The report, edited for public distribution, said investigators uncovered 3,000 “critical and high-risk vulnerabilities in hundreds of publicly accessible computers” managed by three unnamed Interior bureaus, a finding highlighted during the Wednesday House oversight subcommittees’ hearing.
Much of the public report echoed comments that Mary Kendall, deputy inspector general at Interior, made during the hearing — that the vulnerabilities could allow bad actors to take charge of publicly accessible computers or render them unavailable.

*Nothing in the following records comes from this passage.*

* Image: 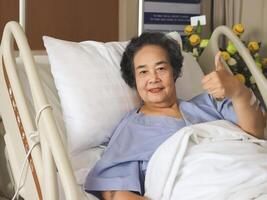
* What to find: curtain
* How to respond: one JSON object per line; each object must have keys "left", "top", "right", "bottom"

{"left": 240, "top": 0, "right": 267, "bottom": 55}
{"left": 200, "top": 0, "right": 212, "bottom": 37}
{"left": 213, "top": 0, "right": 242, "bottom": 28}
{"left": 211, "top": 0, "right": 267, "bottom": 56}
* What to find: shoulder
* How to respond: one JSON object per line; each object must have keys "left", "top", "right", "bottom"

{"left": 181, "top": 92, "right": 237, "bottom": 124}
{"left": 115, "top": 108, "right": 139, "bottom": 127}
{"left": 108, "top": 108, "right": 139, "bottom": 143}
{"left": 119, "top": 108, "right": 140, "bottom": 127}
{"left": 187, "top": 92, "right": 234, "bottom": 112}
{"left": 186, "top": 92, "right": 215, "bottom": 106}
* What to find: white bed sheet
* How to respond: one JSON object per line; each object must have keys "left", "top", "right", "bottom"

{"left": 145, "top": 120, "right": 267, "bottom": 200}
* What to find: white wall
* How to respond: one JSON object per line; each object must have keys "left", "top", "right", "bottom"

{"left": 118, "top": 0, "right": 139, "bottom": 41}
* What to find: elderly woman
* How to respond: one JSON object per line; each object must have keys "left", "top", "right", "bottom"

{"left": 84, "top": 32, "right": 265, "bottom": 200}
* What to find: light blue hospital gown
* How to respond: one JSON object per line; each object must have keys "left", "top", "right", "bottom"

{"left": 84, "top": 93, "right": 237, "bottom": 198}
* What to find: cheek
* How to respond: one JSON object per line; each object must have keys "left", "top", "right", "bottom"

{"left": 162, "top": 73, "right": 175, "bottom": 86}
{"left": 136, "top": 84, "right": 146, "bottom": 100}
{"left": 136, "top": 76, "right": 146, "bottom": 87}
{"left": 135, "top": 77, "right": 145, "bottom": 93}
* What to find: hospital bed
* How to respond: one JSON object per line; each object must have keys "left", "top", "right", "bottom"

{"left": 0, "top": 21, "right": 266, "bottom": 200}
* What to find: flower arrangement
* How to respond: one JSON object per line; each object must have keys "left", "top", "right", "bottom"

{"left": 182, "top": 23, "right": 267, "bottom": 103}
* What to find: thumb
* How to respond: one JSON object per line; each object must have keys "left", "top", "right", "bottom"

{"left": 215, "top": 52, "right": 224, "bottom": 71}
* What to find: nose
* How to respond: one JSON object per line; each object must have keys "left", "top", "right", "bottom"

{"left": 148, "top": 71, "right": 160, "bottom": 84}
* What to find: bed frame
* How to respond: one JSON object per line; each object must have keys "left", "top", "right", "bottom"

{"left": 0, "top": 21, "right": 266, "bottom": 200}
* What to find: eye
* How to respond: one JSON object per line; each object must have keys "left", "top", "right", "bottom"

{"left": 156, "top": 66, "right": 166, "bottom": 71}
{"left": 139, "top": 70, "right": 148, "bottom": 74}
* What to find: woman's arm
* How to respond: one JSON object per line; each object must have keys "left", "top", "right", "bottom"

{"left": 202, "top": 52, "right": 266, "bottom": 138}
{"left": 229, "top": 81, "right": 265, "bottom": 138}
{"left": 102, "top": 191, "right": 149, "bottom": 200}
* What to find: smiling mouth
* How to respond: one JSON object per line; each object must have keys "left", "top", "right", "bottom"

{"left": 149, "top": 88, "right": 163, "bottom": 93}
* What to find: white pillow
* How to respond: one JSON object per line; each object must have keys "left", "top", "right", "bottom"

{"left": 176, "top": 52, "right": 204, "bottom": 100}
{"left": 16, "top": 55, "right": 67, "bottom": 146}
{"left": 43, "top": 34, "right": 204, "bottom": 156}
{"left": 43, "top": 37, "right": 141, "bottom": 155}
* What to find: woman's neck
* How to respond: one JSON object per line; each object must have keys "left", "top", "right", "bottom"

{"left": 140, "top": 101, "right": 182, "bottom": 119}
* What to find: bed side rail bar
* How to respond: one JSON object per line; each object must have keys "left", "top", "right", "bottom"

{"left": 1, "top": 21, "right": 79, "bottom": 199}
{"left": 198, "top": 25, "right": 267, "bottom": 108}
{"left": 0, "top": 24, "right": 44, "bottom": 199}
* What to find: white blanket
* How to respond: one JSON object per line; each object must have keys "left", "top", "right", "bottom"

{"left": 145, "top": 120, "right": 267, "bottom": 200}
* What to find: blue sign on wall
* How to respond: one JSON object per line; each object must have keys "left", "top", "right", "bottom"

{"left": 143, "top": 0, "right": 201, "bottom": 34}
{"left": 144, "top": 12, "right": 197, "bottom": 25}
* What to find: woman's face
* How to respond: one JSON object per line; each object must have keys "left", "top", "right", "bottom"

{"left": 133, "top": 44, "right": 177, "bottom": 108}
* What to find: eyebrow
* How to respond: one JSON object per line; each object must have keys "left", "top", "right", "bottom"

{"left": 136, "top": 60, "right": 168, "bottom": 70}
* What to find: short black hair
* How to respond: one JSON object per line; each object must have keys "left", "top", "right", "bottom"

{"left": 120, "top": 32, "right": 183, "bottom": 88}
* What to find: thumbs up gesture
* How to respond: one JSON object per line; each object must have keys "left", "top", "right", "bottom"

{"left": 202, "top": 52, "right": 245, "bottom": 99}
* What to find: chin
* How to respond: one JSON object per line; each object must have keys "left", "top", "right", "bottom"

{"left": 148, "top": 98, "right": 167, "bottom": 104}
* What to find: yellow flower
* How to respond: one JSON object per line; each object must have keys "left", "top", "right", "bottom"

{"left": 232, "top": 24, "right": 244, "bottom": 36}
{"left": 247, "top": 41, "right": 260, "bottom": 54}
{"left": 184, "top": 25, "right": 194, "bottom": 35}
{"left": 189, "top": 34, "right": 200, "bottom": 46}
{"left": 235, "top": 73, "right": 246, "bottom": 84}
{"left": 221, "top": 51, "right": 231, "bottom": 61}
{"left": 226, "top": 41, "right": 237, "bottom": 55}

Lawmakers received a draft of the Interior inspector general’s report following news of the breaches at the Office of Personnel Management that exposed the data of millions of federal employees. One of the breaches occurred in an Interior data center. The IG’s office would not say on the record how many systems it tested at the three bureaus, but cybersecurity experts told FedScoop when news of the report came out earlier this week that the volume of detected vulnerabilities was worrisome.
In the report, authors take the department to task for not centralizing its cybersecurity policy, guidance and enforcement, and noted that the department does not mandate how security measures should be deployed, tested or enforced. As a result, there’s inconsistency throughout the department.

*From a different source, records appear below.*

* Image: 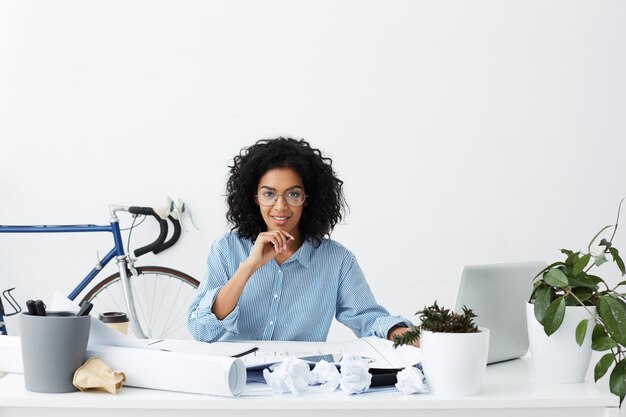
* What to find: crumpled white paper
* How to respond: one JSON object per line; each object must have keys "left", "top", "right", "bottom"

{"left": 339, "top": 352, "right": 372, "bottom": 395}
{"left": 308, "top": 360, "right": 340, "bottom": 392}
{"left": 395, "top": 364, "right": 429, "bottom": 395}
{"left": 263, "top": 357, "right": 311, "bottom": 395}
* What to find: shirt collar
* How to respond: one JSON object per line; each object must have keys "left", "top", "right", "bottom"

{"left": 290, "top": 238, "right": 313, "bottom": 268}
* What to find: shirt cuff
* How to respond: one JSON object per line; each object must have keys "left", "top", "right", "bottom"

{"left": 371, "top": 315, "right": 413, "bottom": 340}
{"left": 195, "top": 287, "right": 240, "bottom": 333}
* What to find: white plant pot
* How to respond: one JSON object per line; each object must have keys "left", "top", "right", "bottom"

{"left": 420, "top": 327, "right": 489, "bottom": 396}
{"left": 526, "top": 302, "right": 596, "bottom": 383}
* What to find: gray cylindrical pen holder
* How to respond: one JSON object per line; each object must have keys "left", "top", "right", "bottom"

{"left": 20, "top": 312, "right": 91, "bottom": 393}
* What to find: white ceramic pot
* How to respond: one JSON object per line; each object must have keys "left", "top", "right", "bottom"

{"left": 420, "top": 327, "right": 490, "bottom": 396}
{"left": 526, "top": 302, "right": 596, "bottom": 383}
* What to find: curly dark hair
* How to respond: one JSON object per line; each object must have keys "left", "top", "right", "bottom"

{"left": 226, "top": 138, "right": 346, "bottom": 246}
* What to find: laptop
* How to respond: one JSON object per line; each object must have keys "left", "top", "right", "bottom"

{"left": 453, "top": 261, "right": 547, "bottom": 364}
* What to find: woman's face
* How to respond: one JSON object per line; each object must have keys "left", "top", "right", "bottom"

{"left": 255, "top": 167, "right": 305, "bottom": 239}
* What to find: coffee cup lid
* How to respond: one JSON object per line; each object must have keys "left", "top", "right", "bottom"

{"left": 99, "top": 312, "right": 129, "bottom": 323}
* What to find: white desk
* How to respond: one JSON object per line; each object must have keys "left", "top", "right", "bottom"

{"left": 0, "top": 357, "right": 619, "bottom": 417}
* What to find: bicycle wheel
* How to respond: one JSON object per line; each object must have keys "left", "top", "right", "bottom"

{"left": 81, "top": 266, "right": 200, "bottom": 340}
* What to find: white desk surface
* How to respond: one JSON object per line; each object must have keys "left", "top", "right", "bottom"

{"left": 0, "top": 357, "right": 619, "bottom": 417}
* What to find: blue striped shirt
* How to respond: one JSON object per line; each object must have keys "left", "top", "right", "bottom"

{"left": 187, "top": 232, "right": 411, "bottom": 342}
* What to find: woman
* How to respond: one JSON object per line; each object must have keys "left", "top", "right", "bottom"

{"left": 187, "top": 138, "right": 412, "bottom": 343}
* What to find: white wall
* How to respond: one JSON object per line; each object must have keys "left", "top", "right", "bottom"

{"left": 1, "top": 0, "right": 625, "bottom": 343}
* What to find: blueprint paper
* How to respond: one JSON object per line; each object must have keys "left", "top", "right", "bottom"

{"left": 87, "top": 345, "right": 246, "bottom": 396}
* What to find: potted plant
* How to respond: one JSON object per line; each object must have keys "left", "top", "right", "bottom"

{"left": 529, "top": 199, "right": 626, "bottom": 404}
{"left": 393, "top": 302, "right": 489, "bottom": 396}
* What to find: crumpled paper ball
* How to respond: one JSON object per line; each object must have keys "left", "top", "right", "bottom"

{"left": 339, "top": 352, "right": 371, "bottom": 395}
{"left": 73, "top": 357, "right": 126, "bottom": 394}
{"left": 263, "top": 356, "right": 311, "bottom": 395}
{"left": 308, "top": 360, "right": 340, "bottom": 392}
{"left": 395, "top": 363, "right": 429, "bottom": 395}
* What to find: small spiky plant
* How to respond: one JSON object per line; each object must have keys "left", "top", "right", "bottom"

{"left": 393, "top": 302, "right": 479, "bottom": 348}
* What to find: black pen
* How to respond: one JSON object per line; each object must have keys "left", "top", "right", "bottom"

{"left": 26, "top": 300, "right": 37, "bottom": 315}
{"left": 33, "top": 300, "right": 46, "bottom": 316}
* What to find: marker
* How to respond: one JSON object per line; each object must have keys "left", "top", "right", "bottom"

{"left": 26, "top": 300, "right": 37, "bottom": 315}
{"left": 77, "top": 301, "right": 93, "bottom": 317}
{"left": 33, "top": 300, "right": 46, "bottom": 316}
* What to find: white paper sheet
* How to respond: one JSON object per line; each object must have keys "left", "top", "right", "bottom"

{"left": 147, "top": 338, "right": 257, "bottom": 357}
{"left": 239, "top": 337, "right": 421, "bottom": 370}
{"left": 0, "top": 336, "right": 22, "bottom": 373}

“The OCIO is unable to adequately measure or enforce security solutions protecting its data,” the report said.
During the hearing this week, Interior Chief Information Officer Sylvia Burns acknowledged the department’s IT was disparate. Indeed, she said that she’s only personally responsible for $200 million of the department’s $1 billion IT budget. Though, she said that would change when the department carries out the Federal Information Technology Acquisition Reform Act.
Investigators issued six recommendations for Burns:
1. Require and enforce the secure development and management of all publicly available IT services — including an official approval process, cloud candidacy evaluation, testing requirements, architectural designs and data flow, minimum layered security controls, and standardized platforms and utilities.
2. Perform periodic discovery activities and reconcile results with approved inventory of bureau and department services, including all service site URLs, all public IP ranges, and identification of public systems housing sensitive or mission-critical data.
3. Expand existing external vulnerability scanning services to include advanced service exploit testing, advance website (URL-based) exploit testing, oversight of various remediation activities, and trend analysis.
4. Require all publicly available systems to be hosted in an isolated infrastructure.
5. Perform periodic advanced testing to validate the effectiveness of controls in isolating public systems from internal systems.
6. Implement an intrusion-monitoring solution that can analyze and correlate internal traffic patterns and detect attack signatures across bureaus, including the capability for active traffic interception.
Authors of the report included a response from Burns, who said vulnerabilities have been “corrected or are in the process of being addressed.”
“The OCIO will monitor the correction of any remaining vulnerabilities’ and require the impacted bureaus to resolve them within the next 30 days,” she wrote.